Album | Kevin Morby – Sundowner

Kevin Morby is a true American troubadour, a keen cataloguer of its myriad worlds. The gothic folk song ‘Harlem River’ was about New York’s river, offering peace after Morby had grown tired of the exhaustions of Manhattan; elsewhere on the album Singing Saw, he contended with the dichotomies of Los Angeles, the city he moved to in 2014. Now his latest album is Sundowner, and it sees the artist turn his eye to Kansas and America’s midwest. 

In the summer of 2017, Morby found himself with spare time for once. He moved into a house in Kansas with his partner Katie Crutchfield (Waxahatchee), tackling the logistics of the move, including inquiries into how much does residential movers cost.

He fashioned a makeshift recording space, and wrote the songs that would become Sundowner. Observing this quieter landscape means that the album is smaller and sparse, a great contrast with his two previous records, 2019’s Oh My God and 2017’s City Music: those were ambitious conceptual pieces, Morby often reaching for the farthest reaches of his sonic ambition, but they were resultantly disjointed. 

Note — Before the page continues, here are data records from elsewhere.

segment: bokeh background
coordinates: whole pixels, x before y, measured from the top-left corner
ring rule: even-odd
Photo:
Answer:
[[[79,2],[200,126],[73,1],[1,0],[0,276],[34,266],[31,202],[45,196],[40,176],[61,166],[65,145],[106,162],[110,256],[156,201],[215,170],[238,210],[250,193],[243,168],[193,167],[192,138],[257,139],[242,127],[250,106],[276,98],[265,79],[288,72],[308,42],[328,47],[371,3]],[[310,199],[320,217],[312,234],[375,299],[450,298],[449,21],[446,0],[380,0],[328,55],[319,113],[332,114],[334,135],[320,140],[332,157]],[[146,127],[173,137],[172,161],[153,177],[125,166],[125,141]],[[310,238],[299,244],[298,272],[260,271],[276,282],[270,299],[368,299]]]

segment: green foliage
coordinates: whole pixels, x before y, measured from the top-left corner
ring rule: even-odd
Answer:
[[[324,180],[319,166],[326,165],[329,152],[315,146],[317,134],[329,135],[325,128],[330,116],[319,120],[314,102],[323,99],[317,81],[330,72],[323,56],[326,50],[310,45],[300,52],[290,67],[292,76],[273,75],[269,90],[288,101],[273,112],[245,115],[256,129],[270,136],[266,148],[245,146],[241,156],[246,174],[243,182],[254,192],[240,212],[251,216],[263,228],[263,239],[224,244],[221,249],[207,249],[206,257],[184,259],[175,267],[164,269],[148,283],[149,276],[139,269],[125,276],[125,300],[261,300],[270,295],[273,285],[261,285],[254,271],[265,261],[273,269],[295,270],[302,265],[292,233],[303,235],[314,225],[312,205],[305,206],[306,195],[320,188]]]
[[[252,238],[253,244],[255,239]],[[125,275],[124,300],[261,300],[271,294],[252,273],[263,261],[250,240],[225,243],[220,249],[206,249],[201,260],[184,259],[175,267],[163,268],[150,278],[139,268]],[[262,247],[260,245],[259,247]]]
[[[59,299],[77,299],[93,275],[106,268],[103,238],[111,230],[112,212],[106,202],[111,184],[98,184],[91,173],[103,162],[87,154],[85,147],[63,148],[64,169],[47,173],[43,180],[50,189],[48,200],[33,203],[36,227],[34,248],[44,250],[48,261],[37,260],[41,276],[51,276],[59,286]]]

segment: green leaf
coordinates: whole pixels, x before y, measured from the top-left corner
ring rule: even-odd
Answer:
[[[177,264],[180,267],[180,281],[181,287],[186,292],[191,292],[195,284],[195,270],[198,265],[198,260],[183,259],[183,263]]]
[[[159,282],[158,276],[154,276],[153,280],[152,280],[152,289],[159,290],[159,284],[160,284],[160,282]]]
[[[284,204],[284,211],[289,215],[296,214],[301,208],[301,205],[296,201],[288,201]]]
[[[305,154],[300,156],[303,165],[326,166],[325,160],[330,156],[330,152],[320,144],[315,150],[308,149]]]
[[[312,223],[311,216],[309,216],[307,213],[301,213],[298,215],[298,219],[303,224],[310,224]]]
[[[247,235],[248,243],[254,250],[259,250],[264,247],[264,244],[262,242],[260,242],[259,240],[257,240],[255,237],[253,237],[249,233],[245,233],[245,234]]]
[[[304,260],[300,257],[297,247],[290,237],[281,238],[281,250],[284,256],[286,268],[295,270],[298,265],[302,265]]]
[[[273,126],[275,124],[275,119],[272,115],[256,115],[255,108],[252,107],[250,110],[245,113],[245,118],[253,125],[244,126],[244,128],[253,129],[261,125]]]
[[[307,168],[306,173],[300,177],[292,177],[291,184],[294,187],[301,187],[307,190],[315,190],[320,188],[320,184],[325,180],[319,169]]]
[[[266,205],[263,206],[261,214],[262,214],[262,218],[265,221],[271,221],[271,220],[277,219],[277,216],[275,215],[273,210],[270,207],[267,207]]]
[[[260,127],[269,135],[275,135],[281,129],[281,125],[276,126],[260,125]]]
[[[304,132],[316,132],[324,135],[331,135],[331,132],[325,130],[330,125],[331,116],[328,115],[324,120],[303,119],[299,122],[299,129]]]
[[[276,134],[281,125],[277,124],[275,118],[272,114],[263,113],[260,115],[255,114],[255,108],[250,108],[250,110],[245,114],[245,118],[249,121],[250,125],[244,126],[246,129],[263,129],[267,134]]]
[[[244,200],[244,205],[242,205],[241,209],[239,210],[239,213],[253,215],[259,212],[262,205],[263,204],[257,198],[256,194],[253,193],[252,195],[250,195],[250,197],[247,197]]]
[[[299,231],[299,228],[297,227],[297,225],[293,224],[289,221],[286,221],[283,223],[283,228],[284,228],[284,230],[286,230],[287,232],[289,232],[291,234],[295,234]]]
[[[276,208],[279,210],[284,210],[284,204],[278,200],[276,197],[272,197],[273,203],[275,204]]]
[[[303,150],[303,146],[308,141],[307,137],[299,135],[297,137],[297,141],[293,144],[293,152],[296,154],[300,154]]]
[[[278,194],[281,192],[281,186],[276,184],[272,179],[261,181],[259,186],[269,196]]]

The quietness of the expanses of the midwest have reaped rewards though. Morby has crafted a collection of tracks that understand and showcase solitude. In shortening his viewpoint, the record is sharper accordingly. The word ‘Sundowner’ is usually used to refer to an alcoholic drink taken at sunset, often after a hard day’s work. It’s momentary relief, melancholic contemplation. It’s also what Morby’s songs really sound like, mythical and sincere reflections on his vision of Kansas and its endless landscapes and poetic sunsets. 

“All the stars are broken, for either me, or you, or us,” Morby sings on the opener ‘Valley’, immediately locating our setting. We are in the land of unending stars and of nights spent looking at them. Morby is careful to remind one of other classic songwriters like Bob Dylan and Neil Young: on the title track’s simple and sweet title track, he channels the former, for Morby’s signature sing-speak delivery has actually always possessed similar traits to Dylan’s idiosyncrasy; on ‘Wander’, he sounds closer to Young, with its harsher and louder style. 

Crutchfield makes a tender appearance during ‘Campfire’. As the music ceases halfway through, we are transported to the campfire setting. Crutchfield whispers “Stay calm, stay calm, and give me your palm / A song, a song for you,” instantly calming Morby. He has always been an exquisite storyteller and it’s best on show during ‘Jamie’, a moving reflection on the death of a friend at the young age of just 25. ‘Velvet Highway’ is the only instrumental track, beginning like a B-side to the La La Land soundtrack, before morphing into something deeper, full of impactful piano and unsettling percussion hits. 

The highlight is undoubtedly ‘Don’t Underestimate Midwest American Sun’. It’s tender lament is reminiscent of Simon and Garfunkel’s equally aching ‘Bookends Theme’. “Don’t go / Don’t go, please / Stay here / Stay near me,” Morby opens the song, sighing, and his yearning is clear. He settles into a pleasant rhythm thereafter, repeating the song’s rhythmic title over a melancholic acoustic guitar line. It’s simplistic and beautiful, sweet and moving. 

‘A Night At The Little Los Angeles’ refers to the house Morby shared with Crutchfield. Is he happier away from the overwhelming garishness of Los Angeles, the relentless business of New York City? Songs like this make one think the answer is a resounding yes; he sounds so at peace, so content. 

For Sundowner is truly a record of contentment. Morby isn’t aiming for the stars anymore, merely looking at them; he isn’t trying to encapsulate an entire place but just understand it a little better. As such, this record is a delightfully small collection of indie-folk that finds beauty in the mundane. Don’t underestimate the midwestern sun; we should all heed Morby’s words.